Cortez has not heard a lot of discussion between students on masking. She did note a video district officials released to students about being respectful of other people’s choices.
“I think the district jumped ahead on that to prevent anything from happening,” Cortez said. “I haven’t heard any negativity — nothing. I’m not surprised. Now, with everyone being allowed to make their own choice, I feel like they’re happy just to make the choice, so they’re not weighing in on others’ choices.”
The end of the mask mandate was complicated by the fact that the high school had a play going on Friday night, hours before the mandate’s lift, and March 12, the first full day indoor masking was not required.
That meant one evening, signs stating “masks required” had to be removed and replaced with new signage. To pull that off, the maintenance and custodial crew worked a late shift to install it all, said Dean MacInnis, the Eagle Point School District communications supervisor.
“We had to do a quick switch to make sure we were following the Oregon guidance accordingly,” MacInnis said.
Also of note were videos the district made, involving interviews with students asking them if they would continue to wear masks.

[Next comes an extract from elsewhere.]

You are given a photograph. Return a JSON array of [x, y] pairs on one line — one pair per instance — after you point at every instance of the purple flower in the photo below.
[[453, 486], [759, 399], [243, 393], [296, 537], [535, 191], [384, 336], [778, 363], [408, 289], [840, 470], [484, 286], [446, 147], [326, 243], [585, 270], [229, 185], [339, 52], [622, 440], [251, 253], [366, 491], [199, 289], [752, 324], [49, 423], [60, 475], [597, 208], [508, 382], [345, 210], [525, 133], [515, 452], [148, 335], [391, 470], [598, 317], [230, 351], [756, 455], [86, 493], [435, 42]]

“Some people said that they were going to continue to mask because of a family member at home, (or) for safety,” MacInnis said. “Some students were excited to show off their face and be able to interact with other students without face masks.”
“We wanted to be able to show that ‘mask optional’ does not mean ‘no masks’ or masks have gone away,” MacInnis said of the videos.
“Everything seemed to go pretty smoothly,” he added. “It’s pretty fluid. Students are more focused, I would say, on their choice ... than focusing on what other people are doing.”